V
Todo está bien cuando eres niño hasta que creces. Despertar, desayunar,
jugar, almorzar, jugar, cenar y dormir eran nuestros días comunes. Pero cuando
creces te empiezan a cambiar las cosas. Una de ellas es las tareas, simples
pero trascendentes. Es el primer peldaño para incluirte en la vida social.
Empieza con ordenarte que hagas algo simple como hacer tu cama, bañarte
y lavarte y ordenes negativas como no ensucies y no desordenes. Esas pequeñas
ordenes pasaron a ser muchísimas otras que internalizábamos y que llegaron a transformarse
en las reglas cívicas, morales y éticas que cumpliríamos hasta el fin de
nuestros días. Para nosotros era una molestia, sencilla, pero molestia al fin,
como cuando quieren domar a un caballo salvaje y le ponen las primeras riendas
o cabalgadura; éramos naturalmente reacios a las imposiciones. Otra implicancia
de estas reglas insertadas en nuestro cerebro es que van conformando nuestra
mentalidad y empezamos a pensar y actuar de acuerdo a esa mentalidad. Y así
aprendemos lo que es ser negros o serranos, pobres o ricos, feos o bonitos. Ese
aprendizaje era indoloro porque se asimilaba este conocimiento con naturalidad.
Solo dolía cuando te lo achacaban a ti despectivamente.

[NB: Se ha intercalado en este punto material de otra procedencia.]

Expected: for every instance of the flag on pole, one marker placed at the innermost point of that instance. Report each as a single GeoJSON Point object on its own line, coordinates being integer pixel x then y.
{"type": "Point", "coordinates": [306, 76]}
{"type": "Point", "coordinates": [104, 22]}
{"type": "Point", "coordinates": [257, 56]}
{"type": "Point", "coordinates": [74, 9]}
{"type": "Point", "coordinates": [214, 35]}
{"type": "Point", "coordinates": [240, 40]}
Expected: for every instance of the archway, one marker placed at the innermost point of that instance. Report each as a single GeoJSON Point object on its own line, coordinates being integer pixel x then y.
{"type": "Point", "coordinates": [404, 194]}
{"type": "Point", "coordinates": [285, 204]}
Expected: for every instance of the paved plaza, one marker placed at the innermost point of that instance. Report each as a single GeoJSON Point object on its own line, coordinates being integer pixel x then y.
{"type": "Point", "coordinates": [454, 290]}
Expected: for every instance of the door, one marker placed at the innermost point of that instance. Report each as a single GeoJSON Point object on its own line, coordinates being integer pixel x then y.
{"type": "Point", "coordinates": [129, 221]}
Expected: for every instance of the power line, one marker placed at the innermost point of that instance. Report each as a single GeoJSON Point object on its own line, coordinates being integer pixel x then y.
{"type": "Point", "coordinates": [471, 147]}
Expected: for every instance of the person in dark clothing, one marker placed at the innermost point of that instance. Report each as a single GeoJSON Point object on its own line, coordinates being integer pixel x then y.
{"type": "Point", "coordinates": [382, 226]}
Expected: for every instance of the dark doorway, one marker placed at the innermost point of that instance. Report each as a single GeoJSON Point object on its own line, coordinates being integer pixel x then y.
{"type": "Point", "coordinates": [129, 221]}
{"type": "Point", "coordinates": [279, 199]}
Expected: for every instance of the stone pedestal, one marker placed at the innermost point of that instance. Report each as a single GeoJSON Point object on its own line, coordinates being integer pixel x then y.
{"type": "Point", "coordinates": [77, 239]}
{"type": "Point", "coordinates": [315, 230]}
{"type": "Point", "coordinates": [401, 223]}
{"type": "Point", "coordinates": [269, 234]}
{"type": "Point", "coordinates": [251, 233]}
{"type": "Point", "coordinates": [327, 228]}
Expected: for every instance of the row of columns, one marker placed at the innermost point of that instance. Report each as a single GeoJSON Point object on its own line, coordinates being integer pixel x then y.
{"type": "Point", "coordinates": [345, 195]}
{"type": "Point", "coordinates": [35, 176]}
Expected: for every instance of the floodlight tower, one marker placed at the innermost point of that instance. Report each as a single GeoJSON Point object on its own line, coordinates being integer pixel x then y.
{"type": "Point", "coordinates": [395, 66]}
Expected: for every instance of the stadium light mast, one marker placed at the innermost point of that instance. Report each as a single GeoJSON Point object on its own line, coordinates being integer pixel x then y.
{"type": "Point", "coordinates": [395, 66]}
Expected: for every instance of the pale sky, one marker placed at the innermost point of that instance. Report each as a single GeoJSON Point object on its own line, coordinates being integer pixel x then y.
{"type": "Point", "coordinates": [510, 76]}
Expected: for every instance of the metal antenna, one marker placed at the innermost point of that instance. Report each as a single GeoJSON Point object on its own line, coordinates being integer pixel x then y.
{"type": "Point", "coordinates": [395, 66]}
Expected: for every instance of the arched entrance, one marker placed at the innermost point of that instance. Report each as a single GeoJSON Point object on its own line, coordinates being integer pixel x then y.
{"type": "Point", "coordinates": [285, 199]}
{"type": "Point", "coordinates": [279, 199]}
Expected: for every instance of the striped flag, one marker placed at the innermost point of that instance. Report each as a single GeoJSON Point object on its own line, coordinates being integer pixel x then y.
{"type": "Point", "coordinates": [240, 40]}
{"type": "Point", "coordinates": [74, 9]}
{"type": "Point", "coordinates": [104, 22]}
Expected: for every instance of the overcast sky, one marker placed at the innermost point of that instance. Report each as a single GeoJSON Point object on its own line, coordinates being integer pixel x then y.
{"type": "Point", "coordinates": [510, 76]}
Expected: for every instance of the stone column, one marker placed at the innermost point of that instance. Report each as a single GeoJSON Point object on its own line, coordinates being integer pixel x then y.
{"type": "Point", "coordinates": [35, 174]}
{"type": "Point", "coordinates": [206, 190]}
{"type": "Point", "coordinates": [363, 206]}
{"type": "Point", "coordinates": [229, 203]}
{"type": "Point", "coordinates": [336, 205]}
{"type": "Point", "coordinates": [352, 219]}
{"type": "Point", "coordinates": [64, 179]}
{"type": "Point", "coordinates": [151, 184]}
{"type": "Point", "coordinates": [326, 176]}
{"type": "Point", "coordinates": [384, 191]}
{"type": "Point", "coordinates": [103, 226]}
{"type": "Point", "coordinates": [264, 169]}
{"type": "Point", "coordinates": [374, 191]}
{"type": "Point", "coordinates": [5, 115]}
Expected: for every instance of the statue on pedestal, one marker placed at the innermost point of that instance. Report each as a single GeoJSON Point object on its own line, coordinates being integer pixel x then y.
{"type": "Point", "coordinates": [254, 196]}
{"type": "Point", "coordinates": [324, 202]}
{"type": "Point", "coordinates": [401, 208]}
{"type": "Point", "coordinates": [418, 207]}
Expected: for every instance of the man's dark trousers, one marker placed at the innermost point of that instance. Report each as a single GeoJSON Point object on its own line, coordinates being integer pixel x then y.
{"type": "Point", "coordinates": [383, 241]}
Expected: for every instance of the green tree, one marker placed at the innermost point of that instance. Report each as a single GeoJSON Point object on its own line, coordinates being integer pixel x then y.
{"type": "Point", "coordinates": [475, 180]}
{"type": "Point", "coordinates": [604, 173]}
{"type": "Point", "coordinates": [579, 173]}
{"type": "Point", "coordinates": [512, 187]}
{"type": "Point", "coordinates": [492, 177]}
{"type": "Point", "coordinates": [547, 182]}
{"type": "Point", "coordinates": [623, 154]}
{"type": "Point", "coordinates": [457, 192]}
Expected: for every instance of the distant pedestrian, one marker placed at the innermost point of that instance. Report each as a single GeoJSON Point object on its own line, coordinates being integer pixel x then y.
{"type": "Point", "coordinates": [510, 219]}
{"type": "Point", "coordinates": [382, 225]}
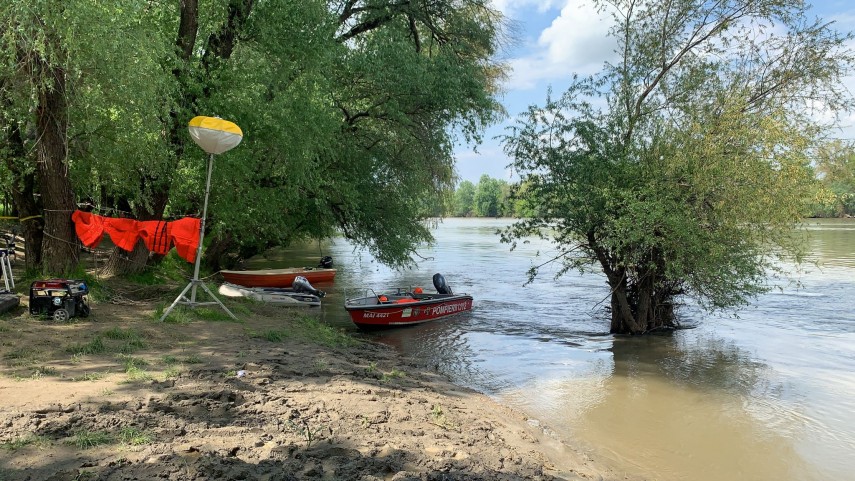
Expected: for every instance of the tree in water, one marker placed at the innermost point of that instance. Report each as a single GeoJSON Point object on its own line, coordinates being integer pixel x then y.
{"type": "Point", "coordinates": [681, 169]}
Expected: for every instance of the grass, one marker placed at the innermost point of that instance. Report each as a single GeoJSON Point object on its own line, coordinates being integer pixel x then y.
{"type": "Point", "coordinates": [119, 334]}
{"type": "Point", "coordinates": [85, 439]}
{"type": "Point", "coordinates": [273, 335]}
{"type": "Point", "coordinates": [134, 437]}
{"type": "Point", "coordinates": [24, 356]}
{"type": "Point", "coordinates": [193, 359]}
{"type": "Point", "coordinates": [315, 331]}
{"type": "Point", "coordinates": [95, 346]}
{"type": "Point", "coordinates": [185, 315]}
{"type": "Point", "coordinates": [394, 374]}
{"type": "Point", "coordinates": [89, 376]}
{"type": "Point", "coordinates": [134, 369]}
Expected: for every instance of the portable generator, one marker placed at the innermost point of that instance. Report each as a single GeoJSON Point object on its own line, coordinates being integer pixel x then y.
{"type": "Point", "coordinates": [60, 299]}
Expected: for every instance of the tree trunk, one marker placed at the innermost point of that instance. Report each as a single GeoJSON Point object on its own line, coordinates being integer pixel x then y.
{"type": "Point", "coordinates": [122, 262]}
{"type": "Point", "coordinates": [60, 248]}
{"type": "Point", "coordinates": [23, 190]}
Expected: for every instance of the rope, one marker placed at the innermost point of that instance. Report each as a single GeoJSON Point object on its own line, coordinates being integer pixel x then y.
{"type": "Point", "coordinates": [22, 219]}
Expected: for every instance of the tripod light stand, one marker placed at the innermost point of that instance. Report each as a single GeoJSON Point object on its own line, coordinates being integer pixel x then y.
{"type": "Point", "coordinates": [214, 136]}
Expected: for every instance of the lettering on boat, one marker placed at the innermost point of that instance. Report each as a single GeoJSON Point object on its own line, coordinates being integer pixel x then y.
{"type": "Point", "coordinates": [448, 308]}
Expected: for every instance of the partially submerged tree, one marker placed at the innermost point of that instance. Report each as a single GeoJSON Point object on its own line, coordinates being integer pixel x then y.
{"type": "Point", "coordinates": [682, 168]}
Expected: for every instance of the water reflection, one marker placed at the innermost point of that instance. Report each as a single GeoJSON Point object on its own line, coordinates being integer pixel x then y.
{"type": "Point", "coordinates": [676, 409]}
{"type": "Point", "coordinates": [769, 395]}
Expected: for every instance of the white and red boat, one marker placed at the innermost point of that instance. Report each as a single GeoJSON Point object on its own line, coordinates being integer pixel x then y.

En contraste, lo que desconocen totalmente los adultos, el mundo de los
mayores, lo que no nos pueden enseñar, es lo que ya sabemos de su mundo y de
ellos. Y es porque los niños venimos con la inteligencia y comprensión de lo
que pasa a nuestro alrededor, aun cuando no lo podamos o no sepamos expresarlo.
Todo es claro y confuso a la vez, porque entendemos lo que sucede, aunque no
comprendemos porque está sucediendo eso. Es que venimos de otra vida, de otras
circunstancias y al llegar a ésta, pronto
debemos de asimilar una realidad distinta. Tan confuso es que hasta no
reconocemos a nuestro padre y madre como tales. Nos habituamos rápidamente a
aceptarlos como nuestros padres por afinidad y necesidad. Leemos corazones y esa
lectura la reflejamos en nuestros rostros.